The breakout panel sessions had titles like “Forging New Pathways…. Insights for making the seemingly possible a reality” and “Trailblazers, Pushing the Envelope and Leading Change.” In the two sessions I attended, each (fabulous, accomplished) speaker on the panel shared something about how they got where they were, and then fielded questions on what made them successful.
I asked Elizabeth Gore’s panel about how empathy and communication have contributed to their success in moving people. All the panelists had an answer, but Gore’s was particularly insightful. She said,“Technology does not take away empathy. Dell acquired a company this year called Pivotal…. They have 3,000 employees, and most of them are engineers and coders, probably the most deeply technical folks, who a lot of people would have blanketed as, they can’t communicate, they’re just too smart. The CEO of Pivotal actually does an “empathy test” for every hire at Pivotal. He says, it’s because the code is ultimately about the end user, who is a human.
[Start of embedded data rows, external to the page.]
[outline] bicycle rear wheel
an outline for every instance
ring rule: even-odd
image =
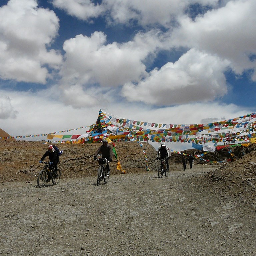
[[[37,176],[37,185],[39,188],[41,188],[44,185],[48,178],[48,175],[45,170],[43,170],[39,173]]]
[[[52,178],[52,182],[55,185],[59,183],[61,175],[60,171],[59,169],[57,169],[57,171],[55,173],[53,174],[53,176]]]
[[[97,186],[100,185],[100,182],[102,180],[102,175],[103,174],[103,167],[100,167],[98,170],[98,176],[97,177]]]
[[[108,181],[108,179],[109,178],[109,175],[107,175],[108,171],[106,169],[104,170],[104,182],[105,184],[106,184]]]
[[[157,174],[158,175],[158,178],[162,178],[163,177],[163,173],[162,173],[162,174],[161,174],[161,172],[162,172],[162,171],[163,166],[161,165],[159,165],[159,167],[158,167],[158,169],[157,170]]]

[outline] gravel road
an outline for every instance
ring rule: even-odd
[[[2,183],[0,255],[255,256],[255,206],[194,183],[213,168]]]

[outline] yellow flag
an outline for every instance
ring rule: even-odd
[[[118,161],[117,162],[117,166],[116,167],[116,169],[117,170],[120,170],[122,173],[125,173],[125,171],[122,169],[121,165],[120,163],[120,162],[119,161],[119,160],[118,160]]]

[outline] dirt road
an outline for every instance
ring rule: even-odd
[[[0,255],[255,256],[255,206],[195,185],[213,168],[2,183]]]

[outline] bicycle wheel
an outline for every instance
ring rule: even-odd
[[[163,166],[159,165],[158,167],[158,169],[157,170],[157,174],[158,175],[158,178],[162,178],[163,177],[163,173],[161,174],[161,173],[163,170]]]
[[[61,175],[60,171],[59,169],[57,169],[57,171],[55,173],[53,174],[53,176],[52,178],[52,182],[55,185],[59,183]]]
[[[105,169],[104,170],[104,182],[105,183],[105,184],[106,184],[108,181],[108,179],[109,178],[109,175],[108,176],[107,175],[107,173],[108,172],[108,170],[107,169]]]
[[[39,173],[37,176],[37,185],[39,188],[41,188],[44,185],[48,178],[48,175],[45,170],[43,170]]]
[[[169,169],[166,169],[164,171],[164,175],[166,177],[167,177],[168,176],[168,174],[169,173]]]
[[[102,175],[103,167],[100,167],[98,170],[98,177],[97,177],[97,186],[100,185],[100,182],[102,180]]]

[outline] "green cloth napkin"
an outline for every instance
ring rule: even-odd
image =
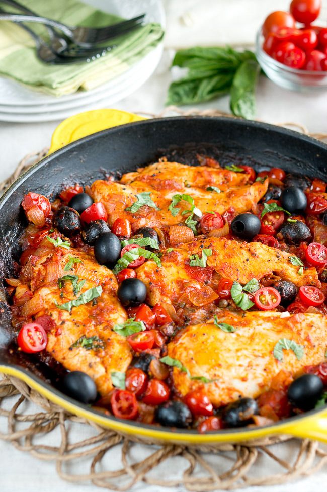
[[[40,15],[70,26],[101,27],[121,20],[77,0],[20,2]],[[5,4],[1,7],[8,11],[15,10]],[[46,35],[43,26],[29,23],[29,26],[38,34]],[[161,26],[152,23],[116,38],[114,42],[117,47],[97,60],[71,65],[48,65],[37,58],[33,39],[24,29],[14,23],[1,21],[0,75],[58,97],[87,91],[122,73],[156,46],[163,36]]]

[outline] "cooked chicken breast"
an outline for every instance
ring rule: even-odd
[[[327,320],[321,314],[299,314],[288,317],[277,312],[249,312],[243,316],[225,314],[219,322],[235,329],[226,333],[213,323],[190,326],[168,345],[168,355],[180,361],[191,376],[215,380],[204,384],[192,380],[174,368],[174,382],[184,395],[204,386],[206,393],[217,405],[241,396],[256,397],[268,389],[281,369],[294,374],[304,366],[324,360]],[[293,340],[303,347],[298,360],[291,350],[283,351],[278,360],[274,348],[281,338]]]

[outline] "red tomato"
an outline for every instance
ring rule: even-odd
[[[255,295],[255,304],[263,311],[273,309],[279,305],[280,301],[280,294],[272,287],[261,287]]]
[[[321,0],[292,0],[290,11],[296,21],[308,25],[317,18],[321,8]]]
[[[152,328],[156,319],[155,313],[146,304],[141,304],[137,308],[135,321],[142,321],[147,328]]]
[[[111,232],[116,236],[129,237],[132,228],[128,219],[116,219],[111,227]]]
[[[27,354],[40,352],[45,348],[48,337],[43,327],[38,323],[24,324],[18,334],[17,343]]]
[[[258,234],[255,236],[252,239],[252,242],[261,242],[262,244],[270,246],[271,248],[279,248],[279,243],[277,239],[269,234]]]
[[[76,183],[74,186],[69,186],[69,188],[63,190],[59,196],[63,202],[68,203],[75,195],[83,193],[83,187]]]
[[[132,268],[124,268],[117,274],[117,279],[118,282],[122,282],[126,279],[134,279],[136,276],[135,270]]]
[[[295,27],[294,18],[288,12],[277,10],[272,12],[265,19],[262,33],[266,37],[269,33],[276,32],[281,27]]]
[[[280,181],[283,181],[286,177],[286,173],[280,168],[272,168],[268,173],[268,176],[269,178],[273,178],[274,179],[279,180]]]
[[[324,294],[320,289],[312,285],[300,287],[300,298],[307,306],[320,306],[325,300]]]
[[[129,335],[127,342],[136,352],[141,352],[146,349],[152,349],[154,337],[150,332],[139,332]]]
[[[111,408],[115,417],[118,419],[135,419],[138,408],[135,395],[130,391],[115,389],[110,399]]]
[[[135,248],[139,248],[139,247],[137,244],[127,244],[127,246],[124,246],[120,252],[121,258],[122,258],[126,251],[130,251]],[[129,268],[136,268],[136,267],[139,267],[140,265],[143,265],[145,261],[145,259],[144,256],[139,256],[138,258],[136,258],[133,262],[129,264]]]
[[[201,389],[195,389],[184,396],[184,402],[193,415],[212,415],[213,407],[209,398]]]
[[[290,41],[279,43],[272,56],[280,63],[291,68],[301,68],[305,62],[305,53],[303,50]]]
[[[169,398],[170,390],[166,383],[159,379],[150,379],[143,401],[147,405],[160,405]]]
[[[327,200],[323,197],[314,193],[308,193],[306,197],[308,203],[305,211],[307,213],[319,215],[327,210]]]
[[[218,284],[217,292],[219,299],[231,299],[230,289],[233,283],[233,281],[230,280],[229,279],[220,279]]]
[[[159,304],[156,304],[152,308],[152,312],[155,314],[155,324],[157,326],[162,326],[173,321],[171,317],[165,309]]]
[[[86,224],[89,224],[94,220],[99,220],[101,219],[107,222],[108,214],[104,206],[101,202],[93,203],[82,213],[80,218]]]
[[[148,377],[145,373],[137,367],[132,367],[126,372],[125,381],[126,388],[137,396],[144,392],[147,381]]]
[[[219,417],[208,417],[198,426],[198,431],[200,434],[204,434],[210,431],[219,431],[223,428],[223,423]]]
[[[200,221],[200,226],[203,234],[207,234],[214,229],[221,229],[223,225],[221,215],[217,212],[213,214],[205,213]]]

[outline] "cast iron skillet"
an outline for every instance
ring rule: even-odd
[[[169,160],[196,163],[197,152],[216,158],[223,166],[248,164],[257,171],[280,167],[293,173],[327,180],[327,145],[264,123],[226,118],[188,117],[143,121],[106,130],[46,157],[21,176],[0,199],[1,278],[15,274],[15,262],[20,254],[18,240],[26,225],[20,203],[28,192],[54,197],[64,185],[76,182],[90,184],[112,173],[134,170],[164,155]],[[120,420],[91,410],[55,389],[55,367],[49,369],[31,356],[11,350],[15,347],[15,336],[3,285],[2,289],[0,371],[23,379],[74,413],[104,427],[153,441],[199,444],[287,433],[327,442],[327,408],[311,411],[265,427],[228,429],[205,435]]]

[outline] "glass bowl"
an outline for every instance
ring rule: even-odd
[[[262,49],[264,40],[260,28],[256,39],[256,56],[267,77],[278,86],[302,92],[327,90],[327,71],[291,68],[276,61]]]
And so, he believes they have surpassed other companies like them because of this empathy test, because these folks can communicate.”
Stories are everywhere, no matter who you are or where you’ve been. And they’re powerful at forging connections and moving hearts and minds. It was more than just a professional delight to see stories being used so powerfully at the Watermark Conference this year. The stories connected me to my fellow attendees in meaningful ways. They moved me. Which, when you think about it, is exactly what events like this are all about.